Police spokesman Juerg Mosimann said the victims were part of a 20-member, largely American, group on an organized mountain walk in an area much loved by the foreign tourists who throng to the resort of Grindelwald.
''It was a perfectly normal walk. Thousands of people do it every year,'' Mosimann said.
The mudslide occurred as the group made its way at an altitude of about 6,600 feet from the First Grindelwald mountain to the Grosse Scheidegg - a route described by tourist brochures as romantic and flower-filled.
But the walk turned into tragedy when an overhang soaked by recent heavy rains about 50 feet above the walk broke and slammed into the group, trapping five of them, according to rescue services.
''The earth just slid down like a 20-meter-wide (20-yard-wide) carpet,'' Grindelwald rescue chief Kurt Amacher told The Associated Press. ''The path had been classed as a completely harmless one which was possible even in bad weather.''
Two people managed to free themselves with only minor scrapes but three more were swept 66 feet down into a swollen mountain stream, where their bodies were found.
One of the dead was a local guide who reportedly had 30 years experience.
Amacher said the other two dead were thought to be American, but added there was no final confirmation.
However, a Swiss television reporter said other members of the party said the victims were a father and son from Conway in New Hampshire.

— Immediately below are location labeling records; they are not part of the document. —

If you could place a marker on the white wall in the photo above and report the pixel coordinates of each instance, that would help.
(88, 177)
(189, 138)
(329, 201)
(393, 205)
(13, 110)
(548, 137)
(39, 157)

They had been at the front of the group.
The remaining hikers were airlifted back to their Grindelwald hotel for counseling.
Heavy rains have fallen in Switzerland in recent days, causing landslides, swelling rivers and flooding highways in some parts of the country.
The tragedy occurred in the Berner Oberland mountain range, not far from the area where 21 young people on a canyoning adventure drowned in a flash flood one year ago when a storm turned a relatively calm brook into a raging torrent.